Leadership

Wir brauchen einen Hofnarren

Markus Marthaler würde jedem Vorgesetzten einen Hofnarren an die Seite stellen. Nein, keinen Berater. Einen Hofnarren.

Wunderbar funkelt der Thron des Königs. Der Herrscher trägt würdig das Zepter der Macht. Dicht zu seiner Linken: der Schatzmeister. Der Adjutant weist die Kuriere zur Ordnung, die Fürsten lassen sich genüsslich an der reichen Tafel nieder. Die Ritter prahlen von ihren Taten. Einzig der Hofnarr zieht sich in seine Ecke zurück und lauscht, während der Koch die Speisen anpreist und die Hofdamen anweist, sich zu entfernen.
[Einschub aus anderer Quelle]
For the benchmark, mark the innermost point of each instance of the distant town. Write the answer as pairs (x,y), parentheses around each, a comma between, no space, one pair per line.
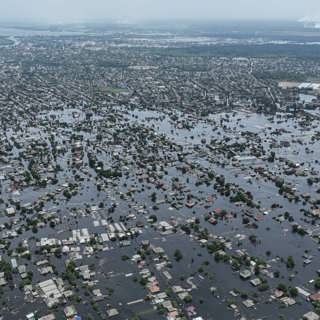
(160,172)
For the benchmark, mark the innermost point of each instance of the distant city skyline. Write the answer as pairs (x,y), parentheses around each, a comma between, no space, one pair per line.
(62,11)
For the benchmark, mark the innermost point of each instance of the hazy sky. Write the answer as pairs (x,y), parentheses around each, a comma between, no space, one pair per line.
(54,11)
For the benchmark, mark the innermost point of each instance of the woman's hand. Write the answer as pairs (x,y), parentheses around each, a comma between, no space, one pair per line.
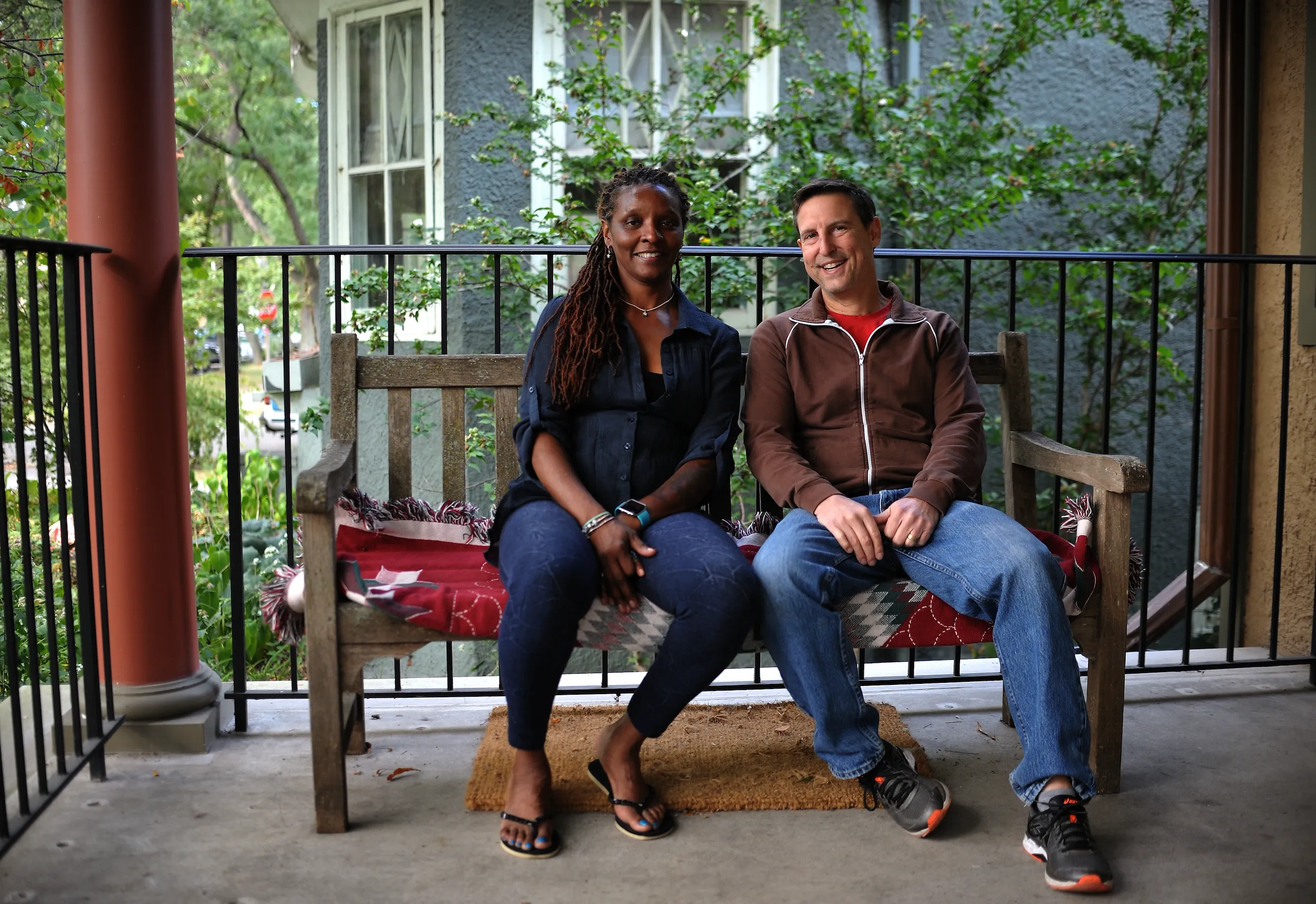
(619,548)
Die heutigen Chefetagen mögen nicht mehr ganz so prunkvoll eingerichtet sein – und doch zeugen auch sie noch immer von Einfluss und Macht. Auffallend ist weniger der Sessel als vielmehr die Uniform. Jeder will anders sein und doch ist man eins. Eleganter Anzug, schmucke Krawatte und eine auffallend teure Uhr.

Aus dem Schatzmeister ist der CFO geworden, aus dem Adjutanten der auf Perfektion bedachte Logistiker. Von den Kämpfern an der Front ist vielleicht noch das fürstliche Gehalt übriggeblieben. Der HR-Verantwortliche, dem das Wohl aller am Herzen liegt, hat sich über die Kunst des Kochens hinaus entwickelt – und wie damals geleitet er die Empfangsdame mit dem leeren Servicetablett aus den heiligen Hallen. Einzig die Ritter – die Marketingverantwortlichen – sind nicht müde geworden, die laufenden Aktionen anzupreisen.

Haben Sie das Fehlerhafte in den beiden bildlichen Darstellungen erkannt? In der zweiten Betrachtung fehlt sie, diese Figur, die ich so vielen Vorgesetzten wünschen und an ihre Seite stellen würde. Ein Hofnarr! Nein, keinen Berater. Einen Hofnarren. Das sind zwei grundsätzlich unterschiedliche Gestalten. Während sich beim einen die Wahrheit als Märchen entpuppt, schöpft der andere aus der Märchenwelt das Wahre. Man irrt, wenn man den Hofnarren auf die Stufe des Laien – wörtlich Idioten – stellt. Intelligent, mit der Sicht fürs Ganze, steht er dem König zur Seite. Symbolisch verkörpert er den «blinden Fleck», jenen Aspekt des Königs, welcher dieser verdrängt und nicht wahrhaben will.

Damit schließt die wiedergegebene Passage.